如何防止广义链表中的 memory 泄漏？

Question

I've implemented my own linked list data structure. Data is stored inside Node struct. Code is as follows

// NODE

template <typename T>
struct Node
{
    T data;
    Node<T> *next;
    Node(T);
};

template <typename T>
Node<T>::Node(T d) : data(d), next(NULL) {}

// LIST

#include "node.cpp"

template <typename T>
class List
{
    Node<T> *head;
    int size;

public:
    List();                       // Default constructor
    List(const List &);           // Copy constructor
    void push_back(const T &);    // Insert element to the end of the list
    int get_size() const;         // Get the current size of the list
    T &operator[](int) const;     // Overload [] operator
    void operator=(const List &); // Overload = operator
    ~List();                      // Destructor
};

template <typename T>
List<T>::List() : head(NULL), size(0) {}

template <typename T>
List<T>::List(const List &list) : head(NULL), size(0)
{
    for (int i = 0; i < list.size; i++)
        push_back(list[i]);
}

template <typename T>
void List<T>::push_back(const T &data)
{
    // Create new Node with data
    Node<T> *nn = new Node<T>(data);

    // Find insert position
    if (head == NULL)
    {
        head = nn;
        size++;
        return;
    }

    Node<T> *traverse = head;
    while (traverse->next)
        traverse = traverse->next;

    // Traverse points to end of the list
    traverse->next = nn;
    size++;
}

template <typename T>
int List<T>::get_size() const
{
    return size;
}

template <typename T>
T &List<T>::operator[](int index) const
{
    int count = 0;
    Node<T> *traverse = head;
    while (traverse && count < index)
    {
        traverse = traverse->next;
        count++;
    }
    return traverse->data;
}

template <typename T>
void List<T>::operator=(const List<T> &list)
{
    Node<T> *traverse = head;

    while (head)
    {
        traverse = head;
        head = head->next;
        delete traverse;
    }

    size = 0;
    for (int i = 0; i < list.getSize(); i++)
        push_back(list[i]);
}

template <typename T>
List<T>::~List()
{
    Node<T> *traverse = head;

    while (head)
    {
        traverse = head;
        head = head->next;
        delete traverse;
    }
}

Problem is with memory leak. Consider the following main file

#include "list.cpp"

using namespace std;

List<int *> l;

void func()
{
    int *i = new int[2];
    i[0] = 1;
    i[1] = 2;
    l.push_back(i);
}

int main()
{
    func();
    return 0;
}

This program has memory leak according to Valgrind. It is because that Node does not have a destructor so it can not delete data inside it. However, I can not add a destructor to Node because, suppose that I am using List<int> so it is an error to delete something that was not dynamically allocated. In short, whenever I use a dynamically allocated data type for List , I get memory leak. How can I overcome this situation? Thanks.

Answer 1

The leak in your example has nothing to with the list. You leak the same with:

void func()
{
    int *i = new int[2];
    i[0] = 1;
    i[1] = 2;
}

You have to delete what you created via new and delete[] what you created via new[] . To fix the leak:

void func()
{
    int *i = new int[2];
    i[0] = 1;
    i[1] = 2;
    l.push_back(i);
    delete [] i;
}

However, note that then after the delete[] you have a dangling pointer in the list.
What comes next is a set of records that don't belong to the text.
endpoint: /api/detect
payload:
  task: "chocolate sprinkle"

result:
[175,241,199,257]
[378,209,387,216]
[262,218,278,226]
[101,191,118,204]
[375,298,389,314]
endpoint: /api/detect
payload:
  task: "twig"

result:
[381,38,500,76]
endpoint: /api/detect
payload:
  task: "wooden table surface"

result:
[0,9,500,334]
It is not the List s buisness to delete objects when you push raw pointers to it. The list cannot know if those are owning pointers or not. For example:

void func()
{
    int i = 0;
    l.push_back(&i);
}

No need to delete anything here. (Though, same here: once the function returns you have a dangling pointer in the list)

Neither of the abvove is really "ok". Don't use raw owning pointers. Use smart pointers instead. And if you want a list of integers then use a List<int> (or rather a std::list<int> ).

Answer 2

Use std::unique_ptr as the data type for the nodes, eg:

List<std::unique_ptr<int[]>> l;

When each node is destroyed, its destructor will destroy its unique_ptr data, which will in turn call delete[] on the int* pointer it is holding.